Last month, Caribbean Times carried an article entitled – ‘Sir Lester to Chair committee for CASI 2016’. This newspaper expressed its elation at that news for several important reasons, perhaps none more potent than the fact that sport and the sporting fraternity would yet again receive both national and regional recognition. It is a truism that increasingly, countries in the developing world are realising the significance of sport for national development. However, there many specific socio-cultural, socio-political, and socio-economic strategic objectives that can be achieved, which sometimes are left under-utilised.
In recent discussions with the veteran sports journalist and pioneer of the Caribbean Awards for Sports Icons (CASI), Al Hamilton, there appeared to be some antipathy regarding whether all hands are on deck regarding what ought to be a supreme event with broad mileage for several sectors of the Antigua and Barbuda economy and society. Reading through the lines, it did appear as though some reluctance is creeping into the effective organising and push that would be needed, if a successful awards ceremony is to materialise at a time capable of being drawn into the initiatives and activities accompanying part of the 35th year of National Independence celebrations in Antigua and Barbuda.
Caribbean Times knows all too well that sport as an industry is hardly ever given the spotlight that it ought to achieve. While spectators and supporters will jump when individuals and teams are successful, there is insufficient gusto for backing sportspersons in their quest to reach the top during the times that they will battle at the bottom rungs of the ladder. Worse is that coaches, managers, therapists, and other important cogs in the wheel making for success, are generally overlooked.
These are realities here in Antigua and Barbuda, and to some extent in several other Caribbean countries with the possible exception of Jamaica in relation to its treatment of track and field. These situations are also unfortunate because it suggests that there is an inherent undervaluing of the contributions of sports to societal building and binding, and to the financial inputs to the economy from sports at all levels. For instance, just imagine the sales that are achieved by vendors as spectators move around their stalls for food and drink while taking in a sport even at the village or community level.
The fact is, sport is a major contributor to national development and regardless of the particular sporting event, discipline is a central factor knitting together the training, skill enhancement, management, and the spectacle aspects that audiences view as leisure and entertainment. In other words, sport is indicative of social events, cultural and festive events, a tourism product, and it imbues a healthy lifestyle which has positive implications for a healthy nation.

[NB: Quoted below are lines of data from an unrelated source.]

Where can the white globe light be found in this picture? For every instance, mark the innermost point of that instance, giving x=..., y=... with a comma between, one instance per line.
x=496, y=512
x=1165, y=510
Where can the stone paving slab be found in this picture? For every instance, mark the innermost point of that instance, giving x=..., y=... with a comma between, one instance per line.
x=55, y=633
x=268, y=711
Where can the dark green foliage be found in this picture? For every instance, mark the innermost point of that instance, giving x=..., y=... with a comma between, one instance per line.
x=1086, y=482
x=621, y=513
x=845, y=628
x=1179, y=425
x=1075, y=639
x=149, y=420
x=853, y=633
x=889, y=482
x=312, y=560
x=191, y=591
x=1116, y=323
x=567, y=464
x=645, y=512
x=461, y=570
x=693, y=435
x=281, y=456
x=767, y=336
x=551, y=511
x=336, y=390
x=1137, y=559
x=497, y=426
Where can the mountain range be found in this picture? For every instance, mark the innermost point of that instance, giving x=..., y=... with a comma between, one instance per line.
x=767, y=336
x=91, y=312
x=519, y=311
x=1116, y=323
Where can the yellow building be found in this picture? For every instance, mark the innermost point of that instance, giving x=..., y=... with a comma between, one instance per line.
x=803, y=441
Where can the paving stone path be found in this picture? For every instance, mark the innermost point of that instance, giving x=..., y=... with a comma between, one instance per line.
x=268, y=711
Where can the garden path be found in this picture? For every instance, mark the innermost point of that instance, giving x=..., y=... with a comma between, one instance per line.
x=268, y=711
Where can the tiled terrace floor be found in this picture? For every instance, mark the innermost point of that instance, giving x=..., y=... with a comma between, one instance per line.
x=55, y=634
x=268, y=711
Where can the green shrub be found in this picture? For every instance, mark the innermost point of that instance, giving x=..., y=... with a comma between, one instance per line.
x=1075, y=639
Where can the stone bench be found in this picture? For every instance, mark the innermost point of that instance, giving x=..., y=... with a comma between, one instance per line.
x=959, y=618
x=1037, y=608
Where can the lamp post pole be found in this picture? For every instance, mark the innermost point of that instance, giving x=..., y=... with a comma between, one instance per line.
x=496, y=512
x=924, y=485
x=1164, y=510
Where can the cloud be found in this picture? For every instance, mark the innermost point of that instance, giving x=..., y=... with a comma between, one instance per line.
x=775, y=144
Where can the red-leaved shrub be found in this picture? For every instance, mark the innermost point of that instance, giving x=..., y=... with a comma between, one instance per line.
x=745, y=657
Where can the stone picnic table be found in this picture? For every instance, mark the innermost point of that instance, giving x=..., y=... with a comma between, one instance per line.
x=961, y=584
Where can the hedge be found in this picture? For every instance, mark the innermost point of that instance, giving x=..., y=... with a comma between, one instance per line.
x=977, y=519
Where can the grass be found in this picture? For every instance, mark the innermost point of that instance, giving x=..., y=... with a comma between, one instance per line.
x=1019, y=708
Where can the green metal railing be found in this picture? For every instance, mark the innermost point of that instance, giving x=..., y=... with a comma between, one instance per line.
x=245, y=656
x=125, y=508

Surely, to have a sports award ceremony being hosted in Antigua and Barbuda that acknowledges the achievements of regional sportspersons, coaches, and administrators from a cross-section of generations has to be a major plus. This, particularly if holding the award ceremony as a major event close enough to the celebrations constituting the 35th independence of the nation. There must be great potential, and if it is well-marketed and supported both locally and regionally should add to the claim that sporting endeavour remains one of the strongest social activities that narrows any divide among people while bringing people and nations closer in collaboration and cooperation.

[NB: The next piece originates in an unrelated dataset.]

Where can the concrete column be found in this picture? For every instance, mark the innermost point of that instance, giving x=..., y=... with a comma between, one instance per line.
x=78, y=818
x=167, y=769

Caribbean Times would want to encourage the Government of Antigua and Barbuda, and by extension the various entities that can add value to CASI’s efforts, to eliminate the clutter that can send mixed signals, and otherwise frustrate chances for further propelling and pushing the significance of sports to the body politic and the fortunes of the economy. Caribbean Times would hazard a guess, that should Antigua and Barbuda fail to maximise the opportunity and what it broadly offers, we may remain a decade from now asking the same questions that were asked 10 years ago in relation to our approach to sports.
While on this, Caribbean Times would recommend to the organisers that Calvin Greenaway receives a posthumous award for his outstanding thinking and actual contributions to sports in Antigua and Barbuda. We must consider the question: ‘Can the country maximise on CASI 2016 being on the calendar of events for independence celebrations?’ Can such an award ceremony take root in Antigua and Barbuda, becoming a regional spectacle filled with success and other positive possibilities?